Google Maps Directions
Directions in Google Maps are provided over contiguous areas of the Earth's surface.
Contiguity in Google Maps directions
The term contiguous sounds a bit technical, but the concept is quite simple. It is useful to understand what it means if you are planning any complicated trips.
- In the strict definition, contiguous means very closely connected in space or time, or connected without a break, or contained within a common boundary.
You can drive without without a break from Florida to Alaska, as it's all one land mass. But, in most contexts, one wouldn't say these states are very close together. Also, you need to cross Canada; that is, you need to leave the common boundary of the USA. So the trip from Florida to Alaska is contiguous in one sense of the strict definition, but not in two others.
In the context of driving directions "contiguous" is usually taken to mean connected without a break. But don't let the 'Florida to Alaska' example lead you to think that contiguous driving directions require a contiguous land mass. For instance, Google Maps directions can be found from England to other European countries, and all these journeys require crossing a stretch of water.

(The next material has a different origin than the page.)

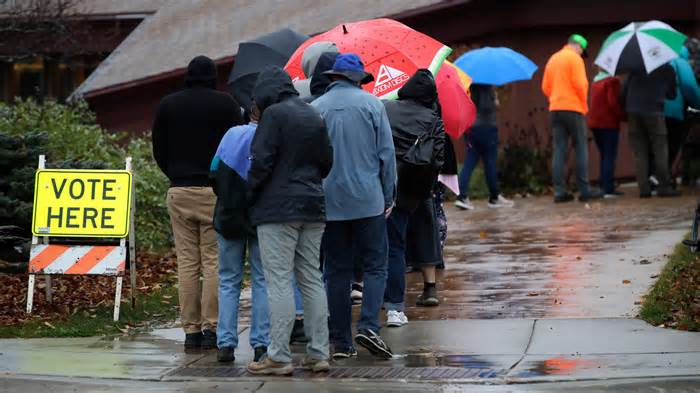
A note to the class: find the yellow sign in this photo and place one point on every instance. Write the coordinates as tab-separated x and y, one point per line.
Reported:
82	203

So the break in continuous without a break is rather arbitrarily defined by Google, perhaps based on political or other issues. For instance, these days, England and France are not in contention, so directions are given between London and Paris. But you can't get directions from Cairo in Egypt to Jerusalem in Israel. But even if countries get on well, you aren't guaranteed directions in certain situations. For instance, I haven't found any directions from European to African or American cities.
So Google maps has an inconsistent limitation. Going from London to Dublin is just the same as going from London to New York, in the sense that both involve a hop over some water. You might, for instance, imagine an art loving jet setter wanting directions on how to get from Tate Modern to MoMA, why can't Google provide them, including directions to Heathrow and from JKF?
Examples of where contiguity breaks down for Google maps directions:
- Between continents, e.g. between Africa and America, or Australia and the USA.
- Between North and Central America. You can get directions from Houston to Anchorage, or Toronto, but not from Houston to Mexico City.
- Between Central and South America.
- Between Europe and Russia. You can't get Google map directions from London to Moscow. Note that Multimap, a UK based company, does provide such directions. But Multimap also has flaws, it doesn't cover as many countries as Google Maps.
Strangely, Google Maps is prepared to give directions from England to France, without specifying towns, but not from USA to Canada. It may be that Google reckons there are just too many routes between USA and Canada to make it sensible to offer suggestions, but surely it should offer a few just to show that you can actually get from the USA to Canada!
- When testing for contiguity between two countries try and include detailed from and to information, or at the names of major towns.